A Review of
Uncivil Agreement: How Politics Became Our Identity (Author: Lilliana Mason)
Lilliana Mason uses extensive social psychology research to explain how today’s polarization works. The two parties have become heavily “sorted”, and victory for the “team” eclipses attention to actual issues. She concludes:
The social sorting of American partisans has changed the electorate into a group of voters who are relatively unresponsive to changing information or real national problems. The voting booths are increasingly occupied by those who fiercely want their side to win and consider the other party to be disastrous.
And there are real effects:
When megaparties form, social polarization increases in the American electorate. Both social and issue-based polarization have recently been shown to decrease public desire for compromise (Wolf, Strachan, and Shea 2012), decrease the impact of substantive information on policy opinions (Druckman, Peterson, and Slothuus 2013), increase income inequality (Bonica et al. 2013), discourage economic investment and output, increase unemployment, and inhibit public understanding of objective economic information (Enns and McAvoy 2012), among other things. Polarization is generally not considered to be a helpful political development.

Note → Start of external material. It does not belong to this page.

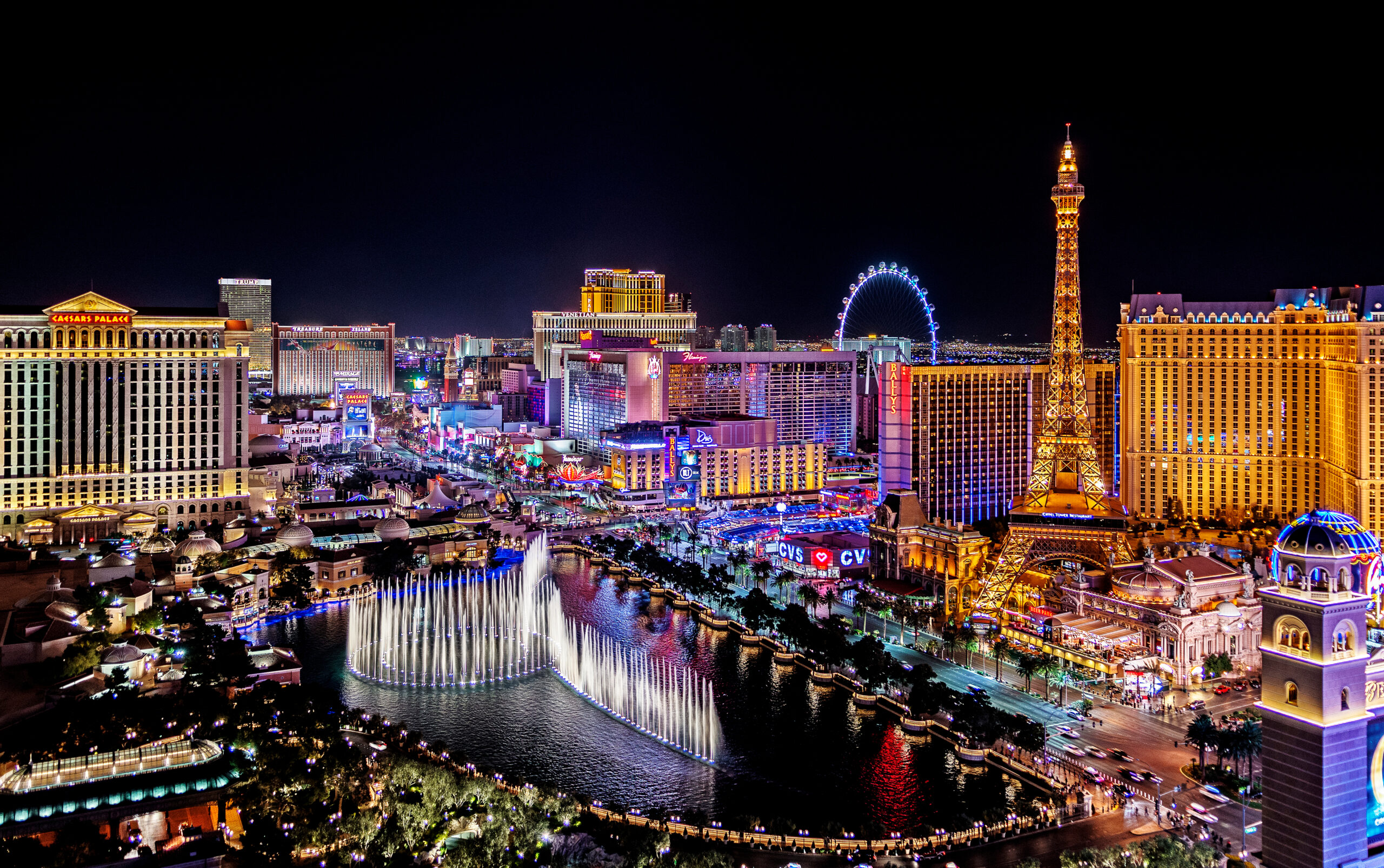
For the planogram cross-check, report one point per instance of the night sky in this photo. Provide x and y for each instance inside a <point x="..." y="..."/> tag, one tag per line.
<point x="456" y="175"/>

…The anger that is driven by intergroup conflict and the gradual reduction of cross-cutting identities in the electorate is actively harming our ability to reasonably discuss the important issues at hand. The more people who feel angry, the less capable we are as a nation of finding common ground on policies, or even of treating our opponents like human beings. Our emotional relationships with our opponents must be addressed before we can hope to make the important policy compromises that are required for governing.
The most interesting solution she suggests is based on “contact theory” and focuses on the media. For example, if partisan news media were compelled to present opposing partisans in more sympathetic ways, or if entertainment shows (e.g. sitcoms) included sympathetic partisans of both sides, then negative stereotyping and prejudice could be reduced. Mason admits, however, that the prospect of this occurring is low; networks cater to their partisan audiences and, if anything, the amount of contact between Democrats and Republicans is decreasing.
But the imperative remains:
As citizens, we may not be able to change the primary rules or tone down the partisan media, but we can begin to understand how much of our political behavior is driven by forces that are not rational or fair-minded.
I believe Mason’s insights are hugely important, and that this understanding of natural human behavior should not merely be discussed by academics but should be pushed down to voters. When citizens start to understand the nature and effects of us-them psychology—both in others and in themselves—they will be less tolerant of the types of public dialogue that inflame it.
As some grounds for hope, consider the progress made with other prejudices in the second half of the twentieth century. While prejudice has obviously not been eliminated, there has at least been a reduction in the acceptability of expressing racial and religious prejudice in public. Why, in principle, couldn’t the same thing occur with respect to our increasingly-predominant political identities?
Imagine, in other words, a society in which people think twice about insulting or vilifying the other party; and, whenever someone does so, everyone within earshot recoils. Not motivated by a desire to inflict pain on the person, but because of a new shared understanding that such statements lead to dangerous outcomes.
It is instinctive to see the outgroup as stupid, crazy, or evil. Lazily accepting that view is unfair. Worse, it has led to a politics in which legislative solutions to widely-recognized problems are stymied by a prevailing desire to see the other team lose.